Anoop Jacob (born 16 December 1977) is an Indian politician in the state of Kerala who is currently serving as the Minister for Food and Civil Supplies. He is a Member of the Kerala Legislative Assembly and Legislative Party leader of the Kerala Congress (Jacob), a constituent of the UDF political alliance, since 2012. He is the son of T. M. Jacob who founded the party in 1993.

Anoop represents Piravom Constituency in the Kerala Legislative Assembly. He was elected to the Assembly following a by-election at Piravom in March 2012, which was necessitated due to the demise of his father, the incumbent of the constituency. He was also elected in May 2016. In the 2021 election Anoop was elected from the same constituency with a highest majority.

==Education==

Anoop Jacob has a degree from Kerala Law Academy Law College, Thiruvananthapuram and is a practising lawyer at the Kerala High Court. Prior to that he completed his bachelor's in English Literature from Mar Ivanios College, Thiruvananthapuram.

==Politics==

His first foray into politics was as a student at the Mar Ivanios College where he founded a unit of Kerala Students Congress (Jacob) in 1994. In 1997, he was elected as editor of the college union magazine, Prathibha, which won the Malayala Manorama award for the state's best college magazine under his aegis. In 1998, he unsuccessfully contested the post of Chairman of the Mar Ivanios College Union.

Anoop became State President of the Kerala Students Congress (Jacob) in 2001, during which period the party registered its best performance yet by winning seats including General Secretary & Councillor in colleges like Mar Ivanios. In 2008, he was elected as the State President of the Kerala Youth Front (Jacob), the youth wing of the Kerala Congress (Jacob) party.

==Election to Kerala Legislative Assembly==

Anoop's father, who was the Minister for Food and Civil Supplies, died on 30 October 2011. Following this, Anoop was nominated by the Kerala Congress (Jacob) and UDF to contest from the Piravom assembly seat previously represented by his father.
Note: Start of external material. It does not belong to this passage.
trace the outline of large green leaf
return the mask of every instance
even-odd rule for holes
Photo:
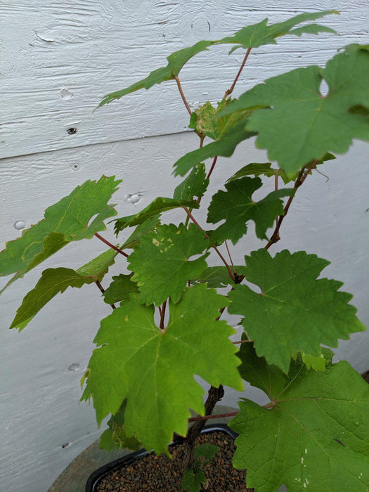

His father had lost the sitting seat in 2006 elections and recaptured it in 2011 election by a margin of 157 votes.

Against Anoop Jacob, CPI(M)led LDF once again fielded M. J. Jacob, who had won against T. M. Jacob in 2006 and lost in 2011. Since the result of Piravom by-election mattered heavily to the ruling UDF who had a slender margin of 1 seat in the Legislative assembly over LDF, the constituency witnessed intense campaigning from both sides. Election was held on 17 March 2012 and results were announced on 21 March 2012. Anoop Jacob won the by-election by a significant margin of 12,071 votes. He was sworn in as an MLA on 22 March 2012. Anoop took oath as the Minister for Food & Civil Supplies on 12 April 2012 and occupied office in the North Block of the Kerala Secretariat; both portfolio & office last held by his departed father.

Kerala Legislative Assembly Election
| Year | Constituency | Closest Rival | Majority (Votes) | Won/Lost |
|---|---|---|---|---|
| 2012* | Piravom | MJ Jacob (CPI(M)) | 12,071 | Won |
| 2016 | Piravom | M.J Jacob (CPI(M)) | 6,1955 | Won |
| 2021 | Piravom | Sindhumol Jacob (KC(M)) | 25,364 | Won |
| 2026 | Piravom | Sabu K Jacbo (KC(M)) | 44,681 | Won |

- by-election

==Personal life==

Anoop Jacob married Anila Geevarghese on 23 May 2002. She is working as Asst. Professor, BPC college, Piravom. They have a son named Jacob (Named after his grandfather) and a daughter named Lira. Apart from politics, he is passionate about reading and poetry.